Para descrever bem, é preciso treinar muito. Quem alguma vez tenha já tentado fazer descrições – nem que breves e de objectos ou espaços pouco complexos – sabe que descrever é extremamente difícil. Ouvi uma vez dizer que o pai de Marguerite Yourcenar a fazia praticar horas a fio descrições pormenorizadas de lugares ou coisas, alguns (aparentemente …) tão simples como uma moeda; e que foi assim, com esses cansativos exercícios, que ela foi adquirindo a sua fabulosa técnica de escrita. Nunca tive oportunidade de confirmar se havia algo de verdade nesta história que me contaram, mas é certo que só praticando muito se consegue ser um bom descritor.

A primeira – e talvez a maior – dificuldade que nos surge quando tentamos descrever é nomear as coisas. Uma porta, por exemplo. Na melhor das hipóteses, sabemos palavras como almofada, aduela, gonzo ou dobradiça, e puxador, por exemplo, e achamos que já sabemos, mesmo assim, mais do que muito boa gente. Mas damo-nos depressa conta de que, em certas descrições de uma porta, estas palavras não nos chegam. Para saber descrever bem, há que saber muitas palavras – há que aprender muitas palavras. Depois, coloca-se o problema das posições relativas no espaço. Se na vida normal resolvemos tudo com meia dúzia de preposições e locuções básicas, na escrita é tudo mais complicado. E depois, põe-se o problema de colorir, de dar vida ao descrito, não se fique a descrição de uma casa por ser a memória descritiva do seu arquitecto… E depois…

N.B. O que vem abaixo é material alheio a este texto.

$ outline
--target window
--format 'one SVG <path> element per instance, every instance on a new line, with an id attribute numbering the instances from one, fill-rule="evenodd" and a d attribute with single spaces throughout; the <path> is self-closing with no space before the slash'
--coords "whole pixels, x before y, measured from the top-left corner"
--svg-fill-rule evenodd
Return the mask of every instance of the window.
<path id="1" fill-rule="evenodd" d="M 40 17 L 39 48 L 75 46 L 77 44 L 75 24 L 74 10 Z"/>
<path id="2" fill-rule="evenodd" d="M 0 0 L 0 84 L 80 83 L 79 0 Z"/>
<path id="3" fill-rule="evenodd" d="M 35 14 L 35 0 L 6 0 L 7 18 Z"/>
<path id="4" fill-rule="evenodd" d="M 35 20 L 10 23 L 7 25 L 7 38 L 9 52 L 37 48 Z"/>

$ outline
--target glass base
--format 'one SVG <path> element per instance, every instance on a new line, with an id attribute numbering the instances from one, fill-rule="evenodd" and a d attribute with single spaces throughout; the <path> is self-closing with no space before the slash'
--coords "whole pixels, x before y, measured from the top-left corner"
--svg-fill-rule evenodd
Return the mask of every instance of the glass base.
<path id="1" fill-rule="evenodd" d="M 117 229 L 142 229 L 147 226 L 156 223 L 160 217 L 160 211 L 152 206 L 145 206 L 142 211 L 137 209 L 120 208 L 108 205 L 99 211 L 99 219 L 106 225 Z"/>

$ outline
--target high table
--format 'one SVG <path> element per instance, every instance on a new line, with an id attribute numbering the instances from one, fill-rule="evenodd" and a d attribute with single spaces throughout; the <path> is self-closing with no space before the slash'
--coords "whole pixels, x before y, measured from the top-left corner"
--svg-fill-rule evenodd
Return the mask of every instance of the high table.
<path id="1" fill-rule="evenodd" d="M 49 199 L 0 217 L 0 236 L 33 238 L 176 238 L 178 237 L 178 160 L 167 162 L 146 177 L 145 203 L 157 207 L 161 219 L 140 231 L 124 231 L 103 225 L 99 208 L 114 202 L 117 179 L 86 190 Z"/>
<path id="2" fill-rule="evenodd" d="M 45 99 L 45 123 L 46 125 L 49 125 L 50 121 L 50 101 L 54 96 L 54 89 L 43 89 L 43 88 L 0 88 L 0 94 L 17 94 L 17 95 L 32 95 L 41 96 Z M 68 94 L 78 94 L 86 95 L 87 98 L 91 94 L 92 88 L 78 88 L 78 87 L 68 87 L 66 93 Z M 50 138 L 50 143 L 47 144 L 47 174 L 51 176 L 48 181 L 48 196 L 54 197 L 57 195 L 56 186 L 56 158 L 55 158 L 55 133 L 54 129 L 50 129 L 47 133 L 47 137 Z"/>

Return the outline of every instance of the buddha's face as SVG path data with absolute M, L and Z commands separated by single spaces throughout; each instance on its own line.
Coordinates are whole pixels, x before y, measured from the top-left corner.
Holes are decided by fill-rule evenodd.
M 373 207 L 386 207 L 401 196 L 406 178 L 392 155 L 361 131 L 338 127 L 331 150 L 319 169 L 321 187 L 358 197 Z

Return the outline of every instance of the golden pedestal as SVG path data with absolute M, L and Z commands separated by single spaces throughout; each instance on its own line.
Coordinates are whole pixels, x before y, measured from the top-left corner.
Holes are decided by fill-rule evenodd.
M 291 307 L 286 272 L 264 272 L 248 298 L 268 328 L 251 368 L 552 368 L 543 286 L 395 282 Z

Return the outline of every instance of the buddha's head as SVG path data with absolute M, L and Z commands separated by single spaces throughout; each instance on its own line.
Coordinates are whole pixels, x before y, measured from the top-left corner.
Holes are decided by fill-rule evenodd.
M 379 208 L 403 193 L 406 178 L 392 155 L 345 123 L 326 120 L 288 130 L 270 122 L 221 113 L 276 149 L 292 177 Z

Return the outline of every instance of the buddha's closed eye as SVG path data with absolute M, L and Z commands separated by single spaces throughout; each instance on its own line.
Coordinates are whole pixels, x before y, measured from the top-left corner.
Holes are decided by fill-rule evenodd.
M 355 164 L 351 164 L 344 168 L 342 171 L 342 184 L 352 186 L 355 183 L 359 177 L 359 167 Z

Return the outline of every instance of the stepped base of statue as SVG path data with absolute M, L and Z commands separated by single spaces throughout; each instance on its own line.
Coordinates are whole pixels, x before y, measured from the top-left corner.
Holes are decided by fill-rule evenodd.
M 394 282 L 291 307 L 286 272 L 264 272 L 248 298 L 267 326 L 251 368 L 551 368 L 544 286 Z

Quando leio grandes descrições, fico sempre impressionado. Lembro-me, por exemplo, do efeito que tiveram em mim as primeiras páginas de Nostromo, de Joseph Conrad, em que é descrita a cidade fictícia de Sulaco. Mas, será que mesmo a mais rigorosa descrição faz surgir na mente do leitor uma imagem relativamente fiel daquilo em cuja descrição o escritor tanto se empenhou? Parece-me óbvio que não – nem aproximadamente. Aliás, acho que normalmente as muitas palavras nem chegam a invocar nenhum imagem concreta no espírito de quem lê… Tomemos uma passagem ao acaso (e é mesmo ao acaso…) de “Landor’s Cottage” (traduzo eu):

A parede desguarnecida da empena oriental era cortada apenas por uma escadaria (com uma balaustrada) que a atravessava em diagonal – subindo de sul. Cobertas pela projecção do amplo beiral, estas escadas davam acesso a uma porta que levava ao sótão, ou antes, desvão – porque apenas o iluminava uma única janela dando para norte e parecia ter sido concebido como arrecadação. As varandas da casa principal e ala oriental não tinham pavimento, ao contrário do que é habitual; mas, diante das portas e de cada janela, havia, embutidas na deliciosa relva, grandes lajes irregulares de granito, que proporcionavam um piso confortável em qualquer estação. Excelentes carreiros do mesmo material – não exactamente ajustados, mas com a relva aveludada preenchendo frequentes intervalos entre as pedras, levavam, em várias direcções, da casa a uma fonte cristalina cerca de cinco passos, à estrada, ou a uma ou duas dependências que ficavam a norte, atrás do riacho, completamente escondidas por algumas alfarrobeiras e catalpas.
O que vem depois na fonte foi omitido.